Meditations: Good Friday

Apr 14, 2017 by

Friday April 14         am: 95, 22. pm 40, 54          Gen 22:1-14                 1 Pet 1:10-20            am: Jn 13:36-38 pm: Jn 19:38-42

 

GOOD FRIDAY

LITURGICAL THEME FOR THE DAY: On this day, we see the Son of God Himself, hanging on the cross on account of our sins. We are not only witnesses to the Holy Passion of our Good Savior, but we become participants in the story of our salvation. At this moment, by His death, the Lord has redeemed us from our sins. The Lord has also cast the final judgment over, Satan, over sin and over death. He has declared them powerless before His almighty throne. The Lamb of God appears throughout each hour in a different form. During the First hour, He is tried and convicted under false accusations and testimony. During the Third hour, He was bruised and suffered Lamb – whipped, spat upon, and mocked for our sakes. During the Sixth Hour, He was crucified for our sakes.

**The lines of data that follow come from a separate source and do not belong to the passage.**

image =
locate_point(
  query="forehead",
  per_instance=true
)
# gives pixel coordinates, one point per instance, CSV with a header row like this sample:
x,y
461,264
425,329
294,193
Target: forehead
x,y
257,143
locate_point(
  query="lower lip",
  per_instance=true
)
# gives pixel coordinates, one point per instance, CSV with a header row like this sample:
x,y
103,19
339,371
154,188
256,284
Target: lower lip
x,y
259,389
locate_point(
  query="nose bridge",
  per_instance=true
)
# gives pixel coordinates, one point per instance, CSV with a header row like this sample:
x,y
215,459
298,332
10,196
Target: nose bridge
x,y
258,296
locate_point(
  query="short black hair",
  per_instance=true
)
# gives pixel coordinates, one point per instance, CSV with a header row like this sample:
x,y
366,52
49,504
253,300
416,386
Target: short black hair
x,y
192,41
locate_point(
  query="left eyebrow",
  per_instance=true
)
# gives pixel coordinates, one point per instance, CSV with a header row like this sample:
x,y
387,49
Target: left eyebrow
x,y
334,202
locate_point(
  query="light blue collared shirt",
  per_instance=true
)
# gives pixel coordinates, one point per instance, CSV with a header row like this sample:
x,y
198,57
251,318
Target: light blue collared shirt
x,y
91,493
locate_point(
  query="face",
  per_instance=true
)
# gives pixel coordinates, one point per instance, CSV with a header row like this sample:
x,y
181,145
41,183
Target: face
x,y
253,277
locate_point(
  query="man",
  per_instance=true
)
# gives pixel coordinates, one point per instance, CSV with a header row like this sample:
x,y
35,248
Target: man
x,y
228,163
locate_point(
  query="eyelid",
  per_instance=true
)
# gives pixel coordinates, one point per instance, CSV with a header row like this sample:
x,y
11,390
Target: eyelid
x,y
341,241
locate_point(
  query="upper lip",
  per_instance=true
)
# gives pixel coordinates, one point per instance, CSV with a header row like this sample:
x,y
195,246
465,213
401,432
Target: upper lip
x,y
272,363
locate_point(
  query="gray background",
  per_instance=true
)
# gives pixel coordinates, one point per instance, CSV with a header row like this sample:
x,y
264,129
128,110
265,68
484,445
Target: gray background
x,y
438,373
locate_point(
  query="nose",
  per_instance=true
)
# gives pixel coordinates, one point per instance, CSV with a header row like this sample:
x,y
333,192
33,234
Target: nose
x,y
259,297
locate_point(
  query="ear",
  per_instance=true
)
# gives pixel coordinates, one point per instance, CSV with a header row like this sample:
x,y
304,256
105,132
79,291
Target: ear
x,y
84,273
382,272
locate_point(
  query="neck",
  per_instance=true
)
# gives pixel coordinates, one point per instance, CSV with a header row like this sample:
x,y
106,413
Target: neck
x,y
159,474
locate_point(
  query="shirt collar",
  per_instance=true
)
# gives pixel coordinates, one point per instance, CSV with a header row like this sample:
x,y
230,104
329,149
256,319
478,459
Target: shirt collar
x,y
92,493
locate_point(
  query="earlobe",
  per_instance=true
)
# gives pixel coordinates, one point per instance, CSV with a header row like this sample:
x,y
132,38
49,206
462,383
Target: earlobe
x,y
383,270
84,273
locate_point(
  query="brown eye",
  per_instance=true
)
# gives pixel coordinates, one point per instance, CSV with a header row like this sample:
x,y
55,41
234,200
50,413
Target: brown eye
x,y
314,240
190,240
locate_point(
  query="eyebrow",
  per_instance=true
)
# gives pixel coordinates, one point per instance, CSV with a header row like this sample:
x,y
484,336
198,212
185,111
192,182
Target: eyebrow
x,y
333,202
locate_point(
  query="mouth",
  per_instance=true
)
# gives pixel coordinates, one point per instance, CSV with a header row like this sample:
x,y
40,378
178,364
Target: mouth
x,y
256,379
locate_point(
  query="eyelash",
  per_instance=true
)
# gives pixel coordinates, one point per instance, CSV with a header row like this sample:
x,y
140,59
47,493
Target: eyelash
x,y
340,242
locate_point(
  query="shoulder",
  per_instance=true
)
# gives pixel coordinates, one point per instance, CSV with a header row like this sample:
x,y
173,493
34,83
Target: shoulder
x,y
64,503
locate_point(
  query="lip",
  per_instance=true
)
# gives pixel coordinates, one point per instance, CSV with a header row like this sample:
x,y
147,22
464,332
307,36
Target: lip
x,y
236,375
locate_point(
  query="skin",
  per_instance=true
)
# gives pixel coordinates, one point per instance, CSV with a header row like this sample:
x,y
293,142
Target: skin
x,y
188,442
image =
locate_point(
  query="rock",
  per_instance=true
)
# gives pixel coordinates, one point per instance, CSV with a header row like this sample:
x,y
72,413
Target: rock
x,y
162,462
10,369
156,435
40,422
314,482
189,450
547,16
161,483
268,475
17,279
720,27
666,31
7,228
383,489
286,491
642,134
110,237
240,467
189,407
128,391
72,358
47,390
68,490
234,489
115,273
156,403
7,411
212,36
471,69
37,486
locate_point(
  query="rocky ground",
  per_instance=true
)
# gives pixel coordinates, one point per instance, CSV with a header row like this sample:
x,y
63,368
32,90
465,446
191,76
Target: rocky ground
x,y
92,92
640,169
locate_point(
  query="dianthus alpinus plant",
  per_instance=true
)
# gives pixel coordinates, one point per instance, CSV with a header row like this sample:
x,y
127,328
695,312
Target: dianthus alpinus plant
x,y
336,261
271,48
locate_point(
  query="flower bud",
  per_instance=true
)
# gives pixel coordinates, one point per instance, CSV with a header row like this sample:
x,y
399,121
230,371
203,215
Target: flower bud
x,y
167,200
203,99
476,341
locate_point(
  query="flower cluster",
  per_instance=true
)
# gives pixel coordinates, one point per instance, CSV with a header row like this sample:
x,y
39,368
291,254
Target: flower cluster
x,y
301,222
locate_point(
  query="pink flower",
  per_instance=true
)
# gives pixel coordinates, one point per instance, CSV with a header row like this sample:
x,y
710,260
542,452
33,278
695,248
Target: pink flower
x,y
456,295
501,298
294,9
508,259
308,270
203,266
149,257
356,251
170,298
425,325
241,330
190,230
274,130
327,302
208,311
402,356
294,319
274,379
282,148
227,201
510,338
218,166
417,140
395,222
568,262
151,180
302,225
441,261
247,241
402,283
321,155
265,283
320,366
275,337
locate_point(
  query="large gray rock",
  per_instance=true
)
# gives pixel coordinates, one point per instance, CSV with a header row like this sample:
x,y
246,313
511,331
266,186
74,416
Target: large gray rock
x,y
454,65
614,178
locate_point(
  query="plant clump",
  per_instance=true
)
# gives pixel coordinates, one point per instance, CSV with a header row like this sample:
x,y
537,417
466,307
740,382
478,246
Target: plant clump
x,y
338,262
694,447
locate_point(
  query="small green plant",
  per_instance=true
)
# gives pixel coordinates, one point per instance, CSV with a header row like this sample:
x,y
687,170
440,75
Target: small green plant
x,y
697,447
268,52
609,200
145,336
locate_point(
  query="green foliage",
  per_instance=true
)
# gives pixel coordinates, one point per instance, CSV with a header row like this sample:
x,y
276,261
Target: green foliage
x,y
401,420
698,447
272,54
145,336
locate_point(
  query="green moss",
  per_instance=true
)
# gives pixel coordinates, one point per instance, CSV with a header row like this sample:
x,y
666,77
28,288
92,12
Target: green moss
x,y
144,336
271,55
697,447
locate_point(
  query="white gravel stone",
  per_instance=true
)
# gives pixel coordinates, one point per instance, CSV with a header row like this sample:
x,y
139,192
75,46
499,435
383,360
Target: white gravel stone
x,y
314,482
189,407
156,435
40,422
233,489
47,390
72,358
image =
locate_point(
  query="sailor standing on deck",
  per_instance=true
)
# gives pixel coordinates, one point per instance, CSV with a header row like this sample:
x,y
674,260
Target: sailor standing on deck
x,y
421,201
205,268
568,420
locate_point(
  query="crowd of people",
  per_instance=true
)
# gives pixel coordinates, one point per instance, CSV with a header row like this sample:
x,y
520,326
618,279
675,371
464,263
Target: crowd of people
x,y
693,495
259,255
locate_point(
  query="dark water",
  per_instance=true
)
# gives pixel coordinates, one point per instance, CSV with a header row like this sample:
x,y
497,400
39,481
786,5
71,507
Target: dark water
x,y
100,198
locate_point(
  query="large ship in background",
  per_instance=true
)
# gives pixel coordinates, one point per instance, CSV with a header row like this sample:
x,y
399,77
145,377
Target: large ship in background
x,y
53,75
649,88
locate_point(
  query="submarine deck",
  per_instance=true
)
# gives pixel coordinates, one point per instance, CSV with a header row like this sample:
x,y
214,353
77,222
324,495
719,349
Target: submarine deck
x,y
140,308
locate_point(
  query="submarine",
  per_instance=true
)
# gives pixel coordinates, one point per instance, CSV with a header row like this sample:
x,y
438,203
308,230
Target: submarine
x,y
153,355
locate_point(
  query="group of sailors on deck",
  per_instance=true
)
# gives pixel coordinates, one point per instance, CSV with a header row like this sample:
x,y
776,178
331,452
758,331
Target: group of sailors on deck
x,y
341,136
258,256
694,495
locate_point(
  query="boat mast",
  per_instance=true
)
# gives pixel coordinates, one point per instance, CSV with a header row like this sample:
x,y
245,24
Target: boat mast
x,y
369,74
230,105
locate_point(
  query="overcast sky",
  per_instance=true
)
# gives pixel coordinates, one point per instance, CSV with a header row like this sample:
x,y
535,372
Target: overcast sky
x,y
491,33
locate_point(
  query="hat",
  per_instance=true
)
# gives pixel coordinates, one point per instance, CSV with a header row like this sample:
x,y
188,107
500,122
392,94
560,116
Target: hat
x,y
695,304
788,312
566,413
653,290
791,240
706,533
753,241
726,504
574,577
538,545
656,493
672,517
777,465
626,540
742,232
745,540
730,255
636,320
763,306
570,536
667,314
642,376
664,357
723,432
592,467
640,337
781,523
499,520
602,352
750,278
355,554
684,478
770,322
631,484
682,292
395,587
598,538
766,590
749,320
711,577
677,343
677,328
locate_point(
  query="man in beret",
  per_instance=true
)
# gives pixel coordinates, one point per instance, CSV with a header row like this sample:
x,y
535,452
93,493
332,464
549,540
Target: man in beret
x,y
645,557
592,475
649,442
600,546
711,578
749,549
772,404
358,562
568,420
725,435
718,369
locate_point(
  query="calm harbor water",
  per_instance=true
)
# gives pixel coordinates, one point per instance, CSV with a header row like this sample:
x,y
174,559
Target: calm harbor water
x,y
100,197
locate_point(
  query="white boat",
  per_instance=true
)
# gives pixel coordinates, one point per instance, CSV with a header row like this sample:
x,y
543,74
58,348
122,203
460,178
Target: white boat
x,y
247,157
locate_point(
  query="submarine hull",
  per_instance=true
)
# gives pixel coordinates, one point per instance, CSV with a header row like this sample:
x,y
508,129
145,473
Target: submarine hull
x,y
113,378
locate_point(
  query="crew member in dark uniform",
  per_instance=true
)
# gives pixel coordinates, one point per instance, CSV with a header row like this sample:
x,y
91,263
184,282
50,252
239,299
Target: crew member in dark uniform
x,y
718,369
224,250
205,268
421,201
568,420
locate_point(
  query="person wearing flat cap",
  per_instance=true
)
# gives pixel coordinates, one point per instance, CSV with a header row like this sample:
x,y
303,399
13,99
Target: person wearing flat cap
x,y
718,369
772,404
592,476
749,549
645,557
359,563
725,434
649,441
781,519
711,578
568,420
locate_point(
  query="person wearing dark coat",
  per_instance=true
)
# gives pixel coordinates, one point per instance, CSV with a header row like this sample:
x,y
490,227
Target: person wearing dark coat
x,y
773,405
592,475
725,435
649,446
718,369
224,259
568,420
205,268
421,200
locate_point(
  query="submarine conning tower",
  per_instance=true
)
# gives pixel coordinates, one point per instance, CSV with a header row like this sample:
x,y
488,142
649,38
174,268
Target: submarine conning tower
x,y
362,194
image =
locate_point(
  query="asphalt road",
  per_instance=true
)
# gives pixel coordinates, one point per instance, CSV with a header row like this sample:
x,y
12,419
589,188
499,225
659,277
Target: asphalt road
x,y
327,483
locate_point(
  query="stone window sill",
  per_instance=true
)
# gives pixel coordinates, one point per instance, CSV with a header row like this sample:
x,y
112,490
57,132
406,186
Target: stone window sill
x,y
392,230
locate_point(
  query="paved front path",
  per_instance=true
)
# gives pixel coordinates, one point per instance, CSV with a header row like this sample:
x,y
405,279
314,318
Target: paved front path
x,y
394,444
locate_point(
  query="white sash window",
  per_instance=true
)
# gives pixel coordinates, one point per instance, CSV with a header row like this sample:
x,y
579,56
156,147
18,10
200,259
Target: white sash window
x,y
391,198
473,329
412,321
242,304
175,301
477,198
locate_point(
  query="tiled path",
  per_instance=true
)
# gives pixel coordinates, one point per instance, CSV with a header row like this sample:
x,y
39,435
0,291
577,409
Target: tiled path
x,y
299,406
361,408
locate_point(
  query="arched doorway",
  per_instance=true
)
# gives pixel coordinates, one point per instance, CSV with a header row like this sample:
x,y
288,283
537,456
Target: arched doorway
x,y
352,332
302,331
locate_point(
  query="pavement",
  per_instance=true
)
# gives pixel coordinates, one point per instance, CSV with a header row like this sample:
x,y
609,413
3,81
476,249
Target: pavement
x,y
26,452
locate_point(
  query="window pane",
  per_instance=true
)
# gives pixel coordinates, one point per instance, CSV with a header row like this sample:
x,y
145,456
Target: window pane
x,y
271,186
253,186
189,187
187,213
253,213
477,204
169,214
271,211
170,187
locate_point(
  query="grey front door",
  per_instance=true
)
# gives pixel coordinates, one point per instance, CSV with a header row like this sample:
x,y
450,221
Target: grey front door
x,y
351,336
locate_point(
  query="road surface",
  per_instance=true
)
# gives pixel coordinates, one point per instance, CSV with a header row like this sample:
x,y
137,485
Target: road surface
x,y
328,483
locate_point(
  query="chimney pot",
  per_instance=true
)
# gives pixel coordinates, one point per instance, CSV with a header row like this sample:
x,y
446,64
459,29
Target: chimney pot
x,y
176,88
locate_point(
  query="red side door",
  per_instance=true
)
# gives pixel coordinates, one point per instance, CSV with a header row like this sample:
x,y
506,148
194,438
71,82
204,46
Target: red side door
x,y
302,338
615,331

In the Ninth Hour, He gave up His soul to the Father. In the Eleventh, He was stabbed with the spear. Finally in the twelfth, He was buried in the tomb.

 

MEDITATION OF THE DAY :The summary message of Good Friday is that Jesus was condemned, crucified, bled and died.  The Cross is the great paradox of Christianity. More than a few people have asked me over the years why the Church focuses so prominently and persistently on the Crucifix. But behind these scenarios lie what gave him the greatest agony, namely, the denial by those he taught and healed and the deliberate denial and betrayal by Judas and Peter his disciples.  Imagine what Jesus was feeling when Judas walked out that door and darkness fell.  Imagine how he felt, when he looked to Peter to stay by him, and in spite of his earlier promise to do so, declined and denied him.   What a suffering?

 

Peter, while much loved by the Lord, and having been privy to the exchange regarding Judas, still doesn’t seem to get it! His desire for ‘insider knowledge’ super – cedes his desire to simply listen to and obey the Lord. This leads him to an offer he would not have been able to keep, as his later actions attest. With knowledge aforethought, Christ provides an important lesson in foretelling Peter’s fear once the reality of Christ’s mission is revealed.

 

Like Peter, we can see only what Judas did but fail to realize that we deny and betray him in so many ways: we doubt some of his teachings and pick and choose them, we deny Him our time – we have time for everything but for God.  Jesus is worth more than billions but Judas sold him on discount at 30 pieces of silver.  Like Judas we sell Jesus at a discount when we equate him to humans and prefer human laws to the laws of God, when we receive the Eucharist without going to Confession, when we are ashamed to talk about him before our relations and friends or pray in a public places.

 

PRAYER OF THE DAY: O God, who by the Passion of Christ your Son, our Lord, abolished the death inherited from ancient sin by every succeeding generation, grant that just as, being conformed to him,we have borne by the law of nature the image of the man on earth, so by the sanctification of grace we may bear the image of the Son of Man. Amen

 

ANCIENT WISDOM/PRESENT GRACE:  : “We do not attach any intrinsic value to the Cross; this would be sinful and idolatrous. Our veneration is referred to Him who died upon it.” —James Cardinal Gibbons

 

HOLY WEEK DISCIPLINE: Unplug” from noon on Good Friday until noon on Holy Saturday.